Abstract: SA-PO1146
AT1R and ETAR Antibodies, Proteinuria, and Renal Dysfunction in Pediatric Kidney Transplantation
Session Information
- Transplantation: Clinical - Rejection, Recurrent Disease, Incompatibility
November 09, 2019 | Location: Exhibit Hall, Walter E. Washington Convention Center
Abstract Time: 10:00 AM - 12:00 PM
Category: Transplantation
- 1902 Transplantation: Clinical
Authors
- Elchaki, Rim, Mattel Children's Hospital at UCLA, Los Angeles, California, United States
- Chen, Lucia, University of California Los Angeles, Los Angeles, California, United States
- Weng, Patricia L., Mattel Children's Hospital at UCLA, Los Angeles, California, United States
- Reed, Elaine F., University of California Los Angeles, Los Angeles, California, United States
- Tsai, Eileen W., Mattel Children's Hospital at UCLA, Los Angeles, California, United States
- Ettenger, Robert B., Mattel Children's Hospital at UCLA, Los Angeles, California, United States
- Pearl, Meghan, Mattel Children's Hospital at UCLA, Los Angeles, California, United States
Background
Activating autoantibodies to Angiotensin II Type 1 Receptor (AT1R) and Endothelin type A receptor (ETAR) are non-HLA antibodies which have been associated with poor kidney allograft outcomes.

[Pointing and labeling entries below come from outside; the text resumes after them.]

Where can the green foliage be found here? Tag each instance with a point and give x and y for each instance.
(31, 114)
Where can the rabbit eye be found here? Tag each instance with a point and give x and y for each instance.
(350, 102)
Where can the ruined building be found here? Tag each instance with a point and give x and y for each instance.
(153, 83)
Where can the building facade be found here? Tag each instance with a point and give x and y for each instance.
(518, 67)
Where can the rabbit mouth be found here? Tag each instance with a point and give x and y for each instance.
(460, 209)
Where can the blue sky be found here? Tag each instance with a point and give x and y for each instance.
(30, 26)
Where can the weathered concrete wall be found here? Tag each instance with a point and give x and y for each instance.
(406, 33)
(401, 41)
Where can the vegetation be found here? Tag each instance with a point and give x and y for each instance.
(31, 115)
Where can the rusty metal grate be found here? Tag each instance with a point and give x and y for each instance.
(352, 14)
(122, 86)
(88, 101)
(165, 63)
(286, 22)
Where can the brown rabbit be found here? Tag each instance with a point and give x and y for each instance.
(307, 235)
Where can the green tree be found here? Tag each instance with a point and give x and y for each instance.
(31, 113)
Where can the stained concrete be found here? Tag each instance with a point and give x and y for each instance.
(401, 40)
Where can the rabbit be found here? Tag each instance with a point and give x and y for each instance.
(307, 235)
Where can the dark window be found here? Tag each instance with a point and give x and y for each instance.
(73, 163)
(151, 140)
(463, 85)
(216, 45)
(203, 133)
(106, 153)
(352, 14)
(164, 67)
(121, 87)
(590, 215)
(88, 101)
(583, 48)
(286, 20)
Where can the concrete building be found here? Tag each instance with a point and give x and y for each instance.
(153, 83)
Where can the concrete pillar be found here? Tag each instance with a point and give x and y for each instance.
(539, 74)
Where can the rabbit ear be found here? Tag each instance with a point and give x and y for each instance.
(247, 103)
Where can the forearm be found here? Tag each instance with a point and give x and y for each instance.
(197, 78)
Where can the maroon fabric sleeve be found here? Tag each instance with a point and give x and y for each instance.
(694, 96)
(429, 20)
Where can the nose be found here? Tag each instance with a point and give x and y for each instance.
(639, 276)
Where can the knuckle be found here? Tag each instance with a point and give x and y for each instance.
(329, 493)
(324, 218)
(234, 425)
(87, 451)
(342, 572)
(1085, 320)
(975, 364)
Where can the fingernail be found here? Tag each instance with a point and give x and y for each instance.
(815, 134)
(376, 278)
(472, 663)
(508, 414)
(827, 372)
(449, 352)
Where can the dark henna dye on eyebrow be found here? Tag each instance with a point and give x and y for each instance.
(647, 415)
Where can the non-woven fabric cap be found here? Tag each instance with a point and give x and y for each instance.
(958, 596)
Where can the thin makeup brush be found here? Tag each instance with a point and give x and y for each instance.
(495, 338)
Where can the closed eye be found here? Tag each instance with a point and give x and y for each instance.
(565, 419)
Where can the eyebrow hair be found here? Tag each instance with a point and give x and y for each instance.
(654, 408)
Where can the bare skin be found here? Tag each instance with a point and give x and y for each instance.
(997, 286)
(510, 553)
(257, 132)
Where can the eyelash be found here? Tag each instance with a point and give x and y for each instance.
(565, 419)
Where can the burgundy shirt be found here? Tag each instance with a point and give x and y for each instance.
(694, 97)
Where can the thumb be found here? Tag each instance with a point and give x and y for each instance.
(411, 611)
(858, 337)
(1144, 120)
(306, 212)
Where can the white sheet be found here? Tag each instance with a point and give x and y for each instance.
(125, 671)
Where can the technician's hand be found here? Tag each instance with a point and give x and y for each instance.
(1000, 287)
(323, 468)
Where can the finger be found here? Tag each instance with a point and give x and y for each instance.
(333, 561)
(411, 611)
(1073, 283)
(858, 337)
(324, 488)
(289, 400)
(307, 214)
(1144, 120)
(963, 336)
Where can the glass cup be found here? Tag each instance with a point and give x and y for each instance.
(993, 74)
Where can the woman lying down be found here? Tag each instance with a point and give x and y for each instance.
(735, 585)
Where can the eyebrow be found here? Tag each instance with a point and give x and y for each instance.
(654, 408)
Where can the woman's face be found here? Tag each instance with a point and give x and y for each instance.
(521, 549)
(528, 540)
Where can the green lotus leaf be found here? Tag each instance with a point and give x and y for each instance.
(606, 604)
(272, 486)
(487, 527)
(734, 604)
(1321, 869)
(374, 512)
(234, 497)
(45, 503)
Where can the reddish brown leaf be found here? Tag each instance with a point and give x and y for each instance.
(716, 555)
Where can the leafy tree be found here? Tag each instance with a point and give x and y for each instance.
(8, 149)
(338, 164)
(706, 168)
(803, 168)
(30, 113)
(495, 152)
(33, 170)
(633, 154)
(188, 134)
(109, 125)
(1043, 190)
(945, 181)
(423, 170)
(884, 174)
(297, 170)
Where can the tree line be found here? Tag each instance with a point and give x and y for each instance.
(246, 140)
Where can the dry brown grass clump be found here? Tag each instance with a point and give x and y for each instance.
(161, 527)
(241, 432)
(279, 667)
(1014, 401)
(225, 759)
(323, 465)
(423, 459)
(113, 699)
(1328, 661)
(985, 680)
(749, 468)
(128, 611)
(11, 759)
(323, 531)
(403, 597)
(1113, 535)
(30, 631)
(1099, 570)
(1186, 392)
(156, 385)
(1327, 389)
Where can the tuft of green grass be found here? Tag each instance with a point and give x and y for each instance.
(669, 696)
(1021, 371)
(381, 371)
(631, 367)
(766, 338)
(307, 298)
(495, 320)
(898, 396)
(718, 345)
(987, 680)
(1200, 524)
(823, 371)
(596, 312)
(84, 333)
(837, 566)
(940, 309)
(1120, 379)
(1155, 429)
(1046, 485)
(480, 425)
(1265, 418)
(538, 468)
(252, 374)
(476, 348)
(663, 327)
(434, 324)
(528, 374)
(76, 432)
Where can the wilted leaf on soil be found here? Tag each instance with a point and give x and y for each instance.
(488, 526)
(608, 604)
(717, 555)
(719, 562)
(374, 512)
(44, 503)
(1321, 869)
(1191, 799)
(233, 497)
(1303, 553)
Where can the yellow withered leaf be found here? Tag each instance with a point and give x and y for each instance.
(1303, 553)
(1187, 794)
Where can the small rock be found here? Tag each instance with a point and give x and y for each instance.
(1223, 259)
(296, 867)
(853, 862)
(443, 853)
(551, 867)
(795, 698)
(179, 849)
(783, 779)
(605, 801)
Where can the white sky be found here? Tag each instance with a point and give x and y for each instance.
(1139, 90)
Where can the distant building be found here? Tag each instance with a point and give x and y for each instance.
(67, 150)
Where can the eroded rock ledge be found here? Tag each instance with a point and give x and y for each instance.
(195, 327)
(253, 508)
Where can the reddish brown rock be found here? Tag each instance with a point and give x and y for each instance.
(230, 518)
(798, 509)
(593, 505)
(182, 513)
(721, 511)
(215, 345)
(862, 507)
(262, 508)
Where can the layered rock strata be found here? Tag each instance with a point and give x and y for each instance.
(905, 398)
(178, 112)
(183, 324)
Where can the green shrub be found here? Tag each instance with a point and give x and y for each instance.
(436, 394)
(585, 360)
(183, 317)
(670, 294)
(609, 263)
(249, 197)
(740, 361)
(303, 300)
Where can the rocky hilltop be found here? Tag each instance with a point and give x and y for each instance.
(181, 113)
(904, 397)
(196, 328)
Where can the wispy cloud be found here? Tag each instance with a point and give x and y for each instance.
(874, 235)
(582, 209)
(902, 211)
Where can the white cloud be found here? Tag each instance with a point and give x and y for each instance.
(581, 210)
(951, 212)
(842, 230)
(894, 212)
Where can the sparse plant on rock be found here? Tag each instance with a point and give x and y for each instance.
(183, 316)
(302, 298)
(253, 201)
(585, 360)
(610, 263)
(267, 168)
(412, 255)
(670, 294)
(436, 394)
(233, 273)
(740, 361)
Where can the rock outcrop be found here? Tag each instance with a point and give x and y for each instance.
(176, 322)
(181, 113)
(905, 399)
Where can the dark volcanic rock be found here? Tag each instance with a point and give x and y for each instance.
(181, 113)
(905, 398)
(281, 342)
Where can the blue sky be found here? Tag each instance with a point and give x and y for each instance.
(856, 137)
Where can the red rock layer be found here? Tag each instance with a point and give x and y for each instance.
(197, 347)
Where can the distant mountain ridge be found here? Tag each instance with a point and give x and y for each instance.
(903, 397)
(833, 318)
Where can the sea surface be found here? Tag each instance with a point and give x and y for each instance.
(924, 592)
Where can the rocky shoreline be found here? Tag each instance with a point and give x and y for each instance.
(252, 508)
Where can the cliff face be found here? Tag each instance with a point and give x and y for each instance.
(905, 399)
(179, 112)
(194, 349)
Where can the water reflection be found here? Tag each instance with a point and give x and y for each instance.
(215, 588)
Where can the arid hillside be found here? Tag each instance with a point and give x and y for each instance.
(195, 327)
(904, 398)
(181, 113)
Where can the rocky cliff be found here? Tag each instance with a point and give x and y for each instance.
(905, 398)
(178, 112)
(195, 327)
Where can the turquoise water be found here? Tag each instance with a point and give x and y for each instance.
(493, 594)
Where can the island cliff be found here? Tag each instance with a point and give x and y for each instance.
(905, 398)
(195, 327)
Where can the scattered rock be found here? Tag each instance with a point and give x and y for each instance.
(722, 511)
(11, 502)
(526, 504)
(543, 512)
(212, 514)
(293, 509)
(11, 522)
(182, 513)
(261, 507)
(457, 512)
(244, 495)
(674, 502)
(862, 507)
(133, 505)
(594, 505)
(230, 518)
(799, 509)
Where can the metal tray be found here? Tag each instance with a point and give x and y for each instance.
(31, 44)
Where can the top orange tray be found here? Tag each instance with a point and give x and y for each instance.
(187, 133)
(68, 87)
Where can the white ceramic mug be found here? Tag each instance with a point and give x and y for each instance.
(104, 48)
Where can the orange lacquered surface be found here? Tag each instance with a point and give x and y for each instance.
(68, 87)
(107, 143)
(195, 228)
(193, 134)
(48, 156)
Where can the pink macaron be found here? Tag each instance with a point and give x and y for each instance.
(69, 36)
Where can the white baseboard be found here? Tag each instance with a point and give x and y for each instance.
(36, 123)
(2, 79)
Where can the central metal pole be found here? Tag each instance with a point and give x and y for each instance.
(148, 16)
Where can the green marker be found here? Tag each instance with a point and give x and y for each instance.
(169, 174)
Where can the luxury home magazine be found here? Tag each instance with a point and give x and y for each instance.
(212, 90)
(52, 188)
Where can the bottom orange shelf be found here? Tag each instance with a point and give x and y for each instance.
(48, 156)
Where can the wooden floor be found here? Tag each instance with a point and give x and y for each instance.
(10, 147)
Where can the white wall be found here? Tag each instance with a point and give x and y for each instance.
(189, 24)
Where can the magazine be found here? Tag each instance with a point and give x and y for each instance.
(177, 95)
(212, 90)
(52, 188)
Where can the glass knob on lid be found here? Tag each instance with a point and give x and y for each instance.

However, the association of these antibodies with proteinuria and renal dysfunction is unknown. We aimed to determine the association of AT1R and ETAR antibodies (Ab) with proteinuria and renal allograft function in pediatric kidney recipients (KTRs).
Methods
65 pediatric KTRs were monitored for 2 years after transplantation. ETAR-Ab and AT1R-Ab (ELISA) were measured at 6 months (m), 12m, and 24m post-transplant and during episodes of rejection. Based on a receiver operating curve analysis, > 10 and >17 units/ml was considered positive for ETAR-Ab and AT1R-Ab respectively. Renal function (updated Schwartz Equation) and proteinuria were also assessed at the above noted time points. Proteinuria was defined as >1+ (30-100 mg/dl) on urinalysis. Samples were excluded for factors that may result in false positives including high specific gravity >1.030, alkaline PH (>8.5) and gross hematuria (n=3).
Results
AT1R-Ab and ETAR-Ab were positive in 38 (58%) and 24 (37%) of patients during the first 24m post-transplant respectively. Proteinuria was present in 84 of 323 urinalysis samples (26%) with 44 patients (68%) positive during the first 24m post-transplant. We found that patients with both AT1R -Ab and proteinuria had greater declines in renal function than patients with either predictor alone (p=0.004, Figure 1a). This relationship was also observed in patients with ETAR-Ab and proteinuria (p =0.018, Figure 1b).
Conclusion
Pediatric KTRs with AT1R-Ab, ETAR-Ab, and proteinuria have greater declines in kidney function in the first 24m post-transplantation. This association highlights the potential detrimental effects of non-HLA antibodies on the renal allograft in the pediatric population.